Gerçekten ilişkinin neden bozulduğu, kimin bunda ne kadar payı olduğu sorulan sorular arasında yer almamaktadır. Giderek birbirinden uzaklaşan ve kopma noktasına gelen eşler sorunu çözmek yerine üstünü örterek dikkatlerini dışarıya yöneltebilmektedir. Çoğu zaman kendileri gibi ilişkilerinde sorun yaşayan veya bekâr arkadaşlarıyla zaman geçirerek eski mutluluklarına ulaşmaya çalışırlar. Kendi ilişkisinden uzaklaşarak yeni bir heyecan arayan kişi farklı insanlarla tanışır ve hatta eşini bu insanlarla tek gecelik veya sürekli olarak aldatabilir. Eşler arası aldatma konusunda akla ilk başta erkeklerin kadınları aldatması gelmektedir. Bu durumda toplumsal normların, kültürün ve toplumsal cinsiyet rollerinin etkisi olmaktadır. Ancak modern dünyada her şey artık farklılaşmakta olup giderek ekonomik açıdan bağımsızlık kazanan ve haklarını tanıyan kadınlar erkeklerle her konuda eşit konuma gelmektedir.
Aldatma kavramı
Aldatma, geçmişten günümüze evlilikler ve yakın ilişkiler için büyük bir problem olarak karşımıza çıkmaktadır. Geçmiş yıllarda daha az görülen aldatma davranışı, teknolojinin gelişip internetin hayatımıza girmesiyle, son yıllarda oldukça hız kazandı.

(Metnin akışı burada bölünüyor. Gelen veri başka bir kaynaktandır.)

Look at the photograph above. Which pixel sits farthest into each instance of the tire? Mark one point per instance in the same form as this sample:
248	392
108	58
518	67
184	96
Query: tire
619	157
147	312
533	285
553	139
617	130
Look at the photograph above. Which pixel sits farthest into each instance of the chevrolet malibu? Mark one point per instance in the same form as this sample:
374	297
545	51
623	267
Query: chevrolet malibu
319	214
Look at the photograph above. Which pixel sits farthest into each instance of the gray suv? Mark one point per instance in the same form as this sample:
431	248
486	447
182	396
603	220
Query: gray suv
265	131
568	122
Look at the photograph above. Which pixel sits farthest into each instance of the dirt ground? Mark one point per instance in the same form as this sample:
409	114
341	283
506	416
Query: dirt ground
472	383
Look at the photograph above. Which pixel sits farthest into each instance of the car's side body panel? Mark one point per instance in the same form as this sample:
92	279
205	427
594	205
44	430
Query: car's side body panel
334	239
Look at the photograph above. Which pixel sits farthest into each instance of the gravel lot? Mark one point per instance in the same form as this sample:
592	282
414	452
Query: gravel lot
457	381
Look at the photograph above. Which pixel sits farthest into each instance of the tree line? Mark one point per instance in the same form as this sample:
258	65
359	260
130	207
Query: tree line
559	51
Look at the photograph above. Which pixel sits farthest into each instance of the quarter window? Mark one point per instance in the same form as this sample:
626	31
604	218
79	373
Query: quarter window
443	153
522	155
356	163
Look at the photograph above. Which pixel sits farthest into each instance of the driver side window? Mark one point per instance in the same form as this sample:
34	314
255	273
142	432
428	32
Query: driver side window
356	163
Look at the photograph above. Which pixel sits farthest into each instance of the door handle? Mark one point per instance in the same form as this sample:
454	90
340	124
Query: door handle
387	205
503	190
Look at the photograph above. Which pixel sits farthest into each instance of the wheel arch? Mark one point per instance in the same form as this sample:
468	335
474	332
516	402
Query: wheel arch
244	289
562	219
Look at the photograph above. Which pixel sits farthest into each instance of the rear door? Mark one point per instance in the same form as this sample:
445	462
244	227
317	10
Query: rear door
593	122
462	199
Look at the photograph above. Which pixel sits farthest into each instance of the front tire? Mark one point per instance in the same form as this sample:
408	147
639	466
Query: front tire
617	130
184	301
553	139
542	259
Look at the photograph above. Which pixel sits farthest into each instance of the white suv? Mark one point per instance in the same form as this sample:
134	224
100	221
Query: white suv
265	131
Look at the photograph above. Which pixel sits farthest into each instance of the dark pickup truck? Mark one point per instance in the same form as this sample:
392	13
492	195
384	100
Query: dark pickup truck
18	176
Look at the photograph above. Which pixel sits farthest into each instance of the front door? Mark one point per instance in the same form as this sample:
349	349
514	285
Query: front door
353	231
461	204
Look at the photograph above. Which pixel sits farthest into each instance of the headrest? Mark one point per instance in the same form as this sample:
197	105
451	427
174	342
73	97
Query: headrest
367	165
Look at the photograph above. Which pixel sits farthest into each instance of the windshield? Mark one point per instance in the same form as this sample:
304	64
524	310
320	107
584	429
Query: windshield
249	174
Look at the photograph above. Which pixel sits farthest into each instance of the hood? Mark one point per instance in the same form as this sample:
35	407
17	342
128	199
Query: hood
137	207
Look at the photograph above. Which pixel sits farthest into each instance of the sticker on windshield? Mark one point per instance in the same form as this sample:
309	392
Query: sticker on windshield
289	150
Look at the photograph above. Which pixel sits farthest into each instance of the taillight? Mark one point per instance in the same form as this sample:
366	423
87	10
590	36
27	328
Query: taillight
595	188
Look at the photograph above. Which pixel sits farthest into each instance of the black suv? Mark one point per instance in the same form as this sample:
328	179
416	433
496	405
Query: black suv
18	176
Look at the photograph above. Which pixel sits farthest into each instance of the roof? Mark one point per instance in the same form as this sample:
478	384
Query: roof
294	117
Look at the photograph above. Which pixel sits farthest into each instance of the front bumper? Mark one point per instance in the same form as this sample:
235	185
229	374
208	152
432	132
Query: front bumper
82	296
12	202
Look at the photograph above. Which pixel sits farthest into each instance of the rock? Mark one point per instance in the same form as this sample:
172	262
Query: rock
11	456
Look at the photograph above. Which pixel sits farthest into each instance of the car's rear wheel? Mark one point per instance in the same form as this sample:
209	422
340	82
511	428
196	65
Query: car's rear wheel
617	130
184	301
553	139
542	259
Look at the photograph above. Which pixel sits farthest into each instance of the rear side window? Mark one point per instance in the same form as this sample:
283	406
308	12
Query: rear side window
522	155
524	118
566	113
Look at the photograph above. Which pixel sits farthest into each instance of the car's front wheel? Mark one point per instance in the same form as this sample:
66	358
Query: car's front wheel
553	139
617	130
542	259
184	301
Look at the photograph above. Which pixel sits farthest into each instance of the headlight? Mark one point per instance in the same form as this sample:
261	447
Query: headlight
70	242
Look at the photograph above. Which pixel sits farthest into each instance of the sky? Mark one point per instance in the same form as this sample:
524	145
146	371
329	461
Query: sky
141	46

Akıllı telefonlar ve sonsuz uyaranlar zincirine sahip internetle her bireyin kendine ait özel bir dünyası oluşmaya başladı. Karşı cinsle iletişim sorunu yaşayan kişiler, internet üzerinden çok daha kolay iletişim kurmakta ve çok fazla kişiye ulaşma imkânına sahip olmaya başlamışlardır.

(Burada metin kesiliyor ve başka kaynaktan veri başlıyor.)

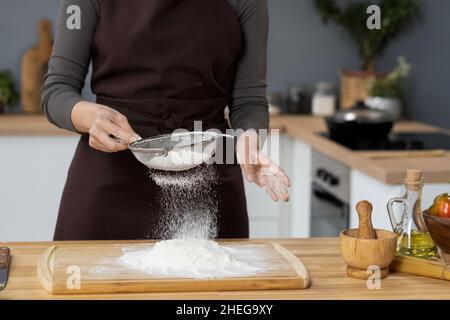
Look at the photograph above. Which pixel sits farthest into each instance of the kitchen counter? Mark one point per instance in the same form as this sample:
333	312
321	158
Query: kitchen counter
390	171
24	125
319	255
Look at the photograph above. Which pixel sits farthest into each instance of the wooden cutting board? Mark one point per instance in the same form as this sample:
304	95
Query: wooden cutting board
100	272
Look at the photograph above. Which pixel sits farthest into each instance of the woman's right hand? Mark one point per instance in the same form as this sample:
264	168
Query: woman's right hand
102	122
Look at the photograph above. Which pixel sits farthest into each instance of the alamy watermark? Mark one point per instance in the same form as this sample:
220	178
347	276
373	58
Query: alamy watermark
374	20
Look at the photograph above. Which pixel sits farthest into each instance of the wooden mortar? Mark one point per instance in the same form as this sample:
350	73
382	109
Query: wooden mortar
366	246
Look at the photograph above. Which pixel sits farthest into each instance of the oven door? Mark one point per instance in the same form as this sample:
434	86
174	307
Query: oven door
329	215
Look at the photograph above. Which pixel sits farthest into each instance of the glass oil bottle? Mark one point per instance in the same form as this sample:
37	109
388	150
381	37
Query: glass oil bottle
412	236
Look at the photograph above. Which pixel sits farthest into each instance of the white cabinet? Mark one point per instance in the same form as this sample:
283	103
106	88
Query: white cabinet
33	171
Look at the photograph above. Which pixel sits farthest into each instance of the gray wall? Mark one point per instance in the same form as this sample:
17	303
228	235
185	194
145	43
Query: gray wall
301	49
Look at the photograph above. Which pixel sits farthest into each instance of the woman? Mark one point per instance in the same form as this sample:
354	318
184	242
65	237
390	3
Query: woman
157	66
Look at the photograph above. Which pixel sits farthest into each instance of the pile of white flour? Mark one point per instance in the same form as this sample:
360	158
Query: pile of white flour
189	207
192	258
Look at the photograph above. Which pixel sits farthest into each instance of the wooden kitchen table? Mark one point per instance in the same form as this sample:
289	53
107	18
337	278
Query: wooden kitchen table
319	255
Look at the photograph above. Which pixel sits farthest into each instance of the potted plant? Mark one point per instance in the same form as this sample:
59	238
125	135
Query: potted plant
386	92
396	15
8	93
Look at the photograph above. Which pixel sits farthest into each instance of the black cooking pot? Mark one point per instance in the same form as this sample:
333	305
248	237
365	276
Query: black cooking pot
360	122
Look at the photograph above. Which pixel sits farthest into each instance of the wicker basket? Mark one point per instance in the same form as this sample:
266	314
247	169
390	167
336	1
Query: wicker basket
355	86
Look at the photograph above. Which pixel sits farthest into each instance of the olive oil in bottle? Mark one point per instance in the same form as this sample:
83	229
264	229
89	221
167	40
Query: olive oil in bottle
412	236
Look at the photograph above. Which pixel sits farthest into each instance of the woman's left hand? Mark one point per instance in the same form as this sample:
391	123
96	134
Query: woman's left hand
259	168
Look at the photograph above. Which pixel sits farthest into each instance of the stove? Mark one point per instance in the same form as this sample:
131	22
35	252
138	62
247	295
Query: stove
398	142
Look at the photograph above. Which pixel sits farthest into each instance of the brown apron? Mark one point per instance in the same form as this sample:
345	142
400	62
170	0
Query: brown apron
164	64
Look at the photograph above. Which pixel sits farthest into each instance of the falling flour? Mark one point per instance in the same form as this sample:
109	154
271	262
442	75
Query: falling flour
189	203
190	258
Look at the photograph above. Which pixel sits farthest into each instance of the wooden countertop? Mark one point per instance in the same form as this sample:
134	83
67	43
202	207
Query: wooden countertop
390	171
319	255
25	125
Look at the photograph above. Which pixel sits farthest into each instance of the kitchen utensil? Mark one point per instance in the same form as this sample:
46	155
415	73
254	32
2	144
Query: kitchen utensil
420	267
413	238
365	247
365	229
5	258
439	229
324	99
100	272
360	122
176	151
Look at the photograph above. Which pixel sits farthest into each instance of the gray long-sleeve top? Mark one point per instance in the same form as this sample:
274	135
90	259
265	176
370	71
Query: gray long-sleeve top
71	58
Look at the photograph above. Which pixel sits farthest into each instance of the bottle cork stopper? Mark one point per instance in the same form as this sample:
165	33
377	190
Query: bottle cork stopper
414	175
414	178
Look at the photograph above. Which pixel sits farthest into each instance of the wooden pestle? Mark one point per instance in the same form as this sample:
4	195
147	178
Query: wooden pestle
365	229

Evliliklerde veya ilişkilerde eşleri birbirine bağlayan en önemli etken sadakattir. Eşler, evlenirken her konuda birbirlerine sadık kalacaklarına dair söz verirler. Ancak evliliklerde, sadakati ortadan kaldıran veya zayıflatan durumlar yaşanabilir. Sadakatsizlik, mevcut birliktelik dışında olan kişilerle yaşanan duygusal veya fiziksel ilişki sonucu, mevcut birlikteliğin beklentilerinin çiğnenmesidir. Aldatma ise, sadakatsizlik sonucu ortaya çıkan ve dürüstlük sınırları dışında kalan söylem ve davranışlardır.
Aldatma ve sadakatsizlik eş anlamlı değildir. Sadakatsizlik bir seçimken, aldatma bu seçim sonucu ortaya çıkan ve kaçınılmaz olan bir sonuçtur. Aldatmanın nedenlerine bakıldığında oldukça karmaşık bir yapı karşımıza çıkmaktadır. Genel olarak sık karşılaşılan aldatma nedenleri şunlardır:
- Evlilik ilişkisinin nasıl olduğu aldatma konusunda önemli bir yer tutmaktadır. Evlilikten alınan düşük doyum ya da cinsel ve duygusal ilişkilerin az sayıda ve düşük kalitede olması, aldatma için bir sebep oluşturabilmektedir.
- Evlilik dışı ilişki ile ilgili en yaygın kabul gören görüşlerden biri de evliliklerdeki mutsuzluk ve çatışmalardır. Mutsuzluk ve çatışma arttıkça aldatma eğilimi de yükselmektedir.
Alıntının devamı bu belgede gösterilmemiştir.